From here, the Bonus Disc also offers a collection of additional featurettes, most of which were included on the previous Bond 50 set’s Bonus Disc. There’s Designing 007: 50 Years of Bond Style (4 minutes) which offers a quick look at a recent Bond design exposition of props, costumes, and production artwork. Being Bond (3:08) features short interview clips of each of the Bond actors talking about what it means to play the character. World of Bond is its own archive containing the complete Title Sequences for every film in the series in full HD (66 minutes in all), plus a look at the series’ Gadgets (3:03), Villains (2:22), Bond Girls (1:24), Locations (1:40), and Bond in Motion (i.e. cars and special vehicles – 1:43).

But (and this is a key point) missing from this Bonus Disc are the 6 Skyfall Video Blog featurettes that were included on the Bond 50 set’s Bonus Disc.
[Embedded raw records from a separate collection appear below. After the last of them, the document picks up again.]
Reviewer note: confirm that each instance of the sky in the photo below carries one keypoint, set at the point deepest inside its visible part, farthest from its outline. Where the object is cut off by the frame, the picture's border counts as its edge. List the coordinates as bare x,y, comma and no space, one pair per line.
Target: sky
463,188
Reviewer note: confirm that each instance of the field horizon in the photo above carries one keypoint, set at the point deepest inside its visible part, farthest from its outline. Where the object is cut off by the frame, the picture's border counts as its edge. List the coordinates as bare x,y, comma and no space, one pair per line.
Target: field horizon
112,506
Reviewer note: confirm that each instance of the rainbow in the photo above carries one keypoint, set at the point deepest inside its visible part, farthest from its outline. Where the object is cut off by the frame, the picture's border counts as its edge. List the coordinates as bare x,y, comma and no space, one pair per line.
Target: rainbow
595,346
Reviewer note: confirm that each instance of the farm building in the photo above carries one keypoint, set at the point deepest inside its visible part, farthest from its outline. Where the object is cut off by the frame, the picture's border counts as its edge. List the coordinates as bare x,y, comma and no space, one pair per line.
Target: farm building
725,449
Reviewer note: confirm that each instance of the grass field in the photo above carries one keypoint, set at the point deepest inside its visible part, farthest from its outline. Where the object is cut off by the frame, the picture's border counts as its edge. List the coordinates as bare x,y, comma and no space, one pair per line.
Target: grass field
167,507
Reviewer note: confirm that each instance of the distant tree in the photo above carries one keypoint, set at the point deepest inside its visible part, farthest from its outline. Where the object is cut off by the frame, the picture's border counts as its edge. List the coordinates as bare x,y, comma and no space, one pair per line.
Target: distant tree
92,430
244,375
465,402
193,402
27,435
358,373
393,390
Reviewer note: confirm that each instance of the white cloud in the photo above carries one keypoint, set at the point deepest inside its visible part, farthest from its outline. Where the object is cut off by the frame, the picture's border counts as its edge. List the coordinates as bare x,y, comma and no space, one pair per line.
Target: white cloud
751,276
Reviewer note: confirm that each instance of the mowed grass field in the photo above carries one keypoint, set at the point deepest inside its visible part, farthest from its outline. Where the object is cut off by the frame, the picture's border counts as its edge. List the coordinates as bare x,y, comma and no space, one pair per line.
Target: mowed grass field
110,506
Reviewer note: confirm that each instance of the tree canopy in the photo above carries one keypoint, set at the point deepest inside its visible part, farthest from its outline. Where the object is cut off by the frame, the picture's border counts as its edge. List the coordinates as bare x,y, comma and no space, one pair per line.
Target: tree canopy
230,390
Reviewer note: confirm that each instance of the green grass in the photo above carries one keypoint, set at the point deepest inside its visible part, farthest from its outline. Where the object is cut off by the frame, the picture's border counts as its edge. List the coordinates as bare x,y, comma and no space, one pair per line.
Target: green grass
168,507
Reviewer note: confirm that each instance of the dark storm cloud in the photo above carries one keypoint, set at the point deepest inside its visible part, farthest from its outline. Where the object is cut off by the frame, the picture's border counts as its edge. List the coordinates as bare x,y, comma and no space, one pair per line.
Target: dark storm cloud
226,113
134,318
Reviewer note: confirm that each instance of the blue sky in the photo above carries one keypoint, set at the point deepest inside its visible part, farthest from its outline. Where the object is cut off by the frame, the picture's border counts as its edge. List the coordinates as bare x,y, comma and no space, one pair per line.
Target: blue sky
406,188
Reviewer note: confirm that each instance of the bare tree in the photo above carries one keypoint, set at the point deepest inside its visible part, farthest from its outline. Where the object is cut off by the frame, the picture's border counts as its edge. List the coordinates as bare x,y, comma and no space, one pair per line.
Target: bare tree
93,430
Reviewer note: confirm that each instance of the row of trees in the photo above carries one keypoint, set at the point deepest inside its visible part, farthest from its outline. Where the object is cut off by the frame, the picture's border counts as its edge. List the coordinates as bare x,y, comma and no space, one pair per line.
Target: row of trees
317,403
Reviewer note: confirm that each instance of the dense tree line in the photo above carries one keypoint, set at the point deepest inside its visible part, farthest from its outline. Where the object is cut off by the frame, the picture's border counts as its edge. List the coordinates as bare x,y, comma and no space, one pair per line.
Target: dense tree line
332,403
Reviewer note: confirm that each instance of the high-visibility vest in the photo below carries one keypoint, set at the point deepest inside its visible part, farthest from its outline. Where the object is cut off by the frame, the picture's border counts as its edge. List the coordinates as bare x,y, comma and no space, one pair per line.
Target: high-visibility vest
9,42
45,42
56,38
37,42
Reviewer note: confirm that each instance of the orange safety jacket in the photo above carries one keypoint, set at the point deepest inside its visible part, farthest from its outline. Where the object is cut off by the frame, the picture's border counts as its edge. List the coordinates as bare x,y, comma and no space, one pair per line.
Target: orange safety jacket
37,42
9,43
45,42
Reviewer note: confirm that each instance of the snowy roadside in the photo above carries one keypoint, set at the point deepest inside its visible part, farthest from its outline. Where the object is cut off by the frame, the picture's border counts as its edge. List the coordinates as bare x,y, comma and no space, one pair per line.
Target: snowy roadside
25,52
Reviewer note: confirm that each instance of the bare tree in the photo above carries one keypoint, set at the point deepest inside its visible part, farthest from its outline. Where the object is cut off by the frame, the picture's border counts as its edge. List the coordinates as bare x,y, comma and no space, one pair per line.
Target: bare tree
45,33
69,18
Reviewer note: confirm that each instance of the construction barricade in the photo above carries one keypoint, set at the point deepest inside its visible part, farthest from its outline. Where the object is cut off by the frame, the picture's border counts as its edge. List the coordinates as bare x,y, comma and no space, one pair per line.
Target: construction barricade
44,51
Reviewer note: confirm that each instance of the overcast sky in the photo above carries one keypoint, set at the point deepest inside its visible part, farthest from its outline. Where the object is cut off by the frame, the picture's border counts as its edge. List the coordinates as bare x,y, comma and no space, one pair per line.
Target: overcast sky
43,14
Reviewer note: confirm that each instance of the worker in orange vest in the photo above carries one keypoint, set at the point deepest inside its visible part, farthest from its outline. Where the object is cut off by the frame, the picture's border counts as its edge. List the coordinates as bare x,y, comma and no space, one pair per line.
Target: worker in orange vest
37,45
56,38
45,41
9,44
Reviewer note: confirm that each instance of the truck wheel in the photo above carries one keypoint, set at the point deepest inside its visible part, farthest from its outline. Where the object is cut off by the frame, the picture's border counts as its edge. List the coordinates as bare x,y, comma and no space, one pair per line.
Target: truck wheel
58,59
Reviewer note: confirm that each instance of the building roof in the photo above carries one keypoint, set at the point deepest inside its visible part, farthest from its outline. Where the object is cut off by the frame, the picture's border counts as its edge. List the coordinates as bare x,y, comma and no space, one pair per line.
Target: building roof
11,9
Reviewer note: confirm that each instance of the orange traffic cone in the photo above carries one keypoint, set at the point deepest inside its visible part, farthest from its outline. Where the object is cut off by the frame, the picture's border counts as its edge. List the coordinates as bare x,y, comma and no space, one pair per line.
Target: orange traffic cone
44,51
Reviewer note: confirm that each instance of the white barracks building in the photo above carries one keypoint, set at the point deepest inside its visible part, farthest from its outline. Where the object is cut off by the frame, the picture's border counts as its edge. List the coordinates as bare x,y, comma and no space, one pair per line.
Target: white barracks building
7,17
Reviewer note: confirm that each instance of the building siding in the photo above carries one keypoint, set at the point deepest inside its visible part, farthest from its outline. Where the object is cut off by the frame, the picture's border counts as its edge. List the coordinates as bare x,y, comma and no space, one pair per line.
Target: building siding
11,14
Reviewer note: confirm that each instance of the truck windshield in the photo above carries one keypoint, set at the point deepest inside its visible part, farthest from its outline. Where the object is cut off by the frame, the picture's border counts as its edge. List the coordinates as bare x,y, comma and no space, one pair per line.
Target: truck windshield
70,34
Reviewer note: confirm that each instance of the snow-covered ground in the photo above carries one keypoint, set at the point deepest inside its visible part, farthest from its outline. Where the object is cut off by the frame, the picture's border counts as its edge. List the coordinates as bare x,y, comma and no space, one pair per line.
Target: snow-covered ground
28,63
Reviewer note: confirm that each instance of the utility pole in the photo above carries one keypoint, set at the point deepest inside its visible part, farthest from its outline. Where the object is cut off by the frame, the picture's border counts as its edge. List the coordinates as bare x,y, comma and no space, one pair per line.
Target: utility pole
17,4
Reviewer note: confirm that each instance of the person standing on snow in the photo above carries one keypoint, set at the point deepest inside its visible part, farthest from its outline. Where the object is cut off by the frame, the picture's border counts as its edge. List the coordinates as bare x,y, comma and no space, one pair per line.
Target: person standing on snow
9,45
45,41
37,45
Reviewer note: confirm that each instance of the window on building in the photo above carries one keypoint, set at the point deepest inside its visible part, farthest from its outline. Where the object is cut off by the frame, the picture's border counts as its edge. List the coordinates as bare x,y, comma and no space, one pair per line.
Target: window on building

Presumably, they were omitted for disc space reasons, but it’s a real shame to lose them (note that they have not been added to the Skyfall BD in this set). It’s also worth nothing that this set continues to omit a some of the legacy Die Another Day DVD features (listed here in our previous Blu-ray review) and some of the 2-disc Casino Royale: Collector’s Edition Blu-ray features (listed here), which means this set isn’t truly the “ultimate” box it claims to be.

All of this set’s discs come packaged in a very nice and sturdy slipcase, inside of which are a trio of blue plastic multi-disc Blu-ray cases. The first contains all the films from 1962 to 1977, the second contains the films from 1978 to 2002, and the final case contains the Craig films from 2006 to 2015 as well as the Bonus Disc. In a nice touch, this last case also includes an empty spot to add SPECTRE when it’s released on Blu-ray in 2016. The set also includes a paper slip with a code that allows you to access UltraViolet digital copies of all the films, and there’s a 52-page mini paperback that’s an excerpted edition of DK’s James Bond: 50 Years of Movie Posters book. It includes a pair of poster images for each film, with limited liner notes.

The loss of a bit of bonus content, as well as the continued omission of other legacy content, is a bit disappointing. Still, if you don’t already own Bond 50, this is a damn fine package. It packs a great deal of 007 entertainment (the complete official filmography and a huge archive of bonus content) into a very nice and compact package indeed. It’s more expensive than Bond 50, so you have to decide whether Everything or Nothing, the two new SPECTRE-related featurettes, the poster book, the HD digital copies of all the films, and the more compact packaging are worth the price difference. On the whole, I think this is a pretty terrific Blu-ray box set, but your own mileage will vary.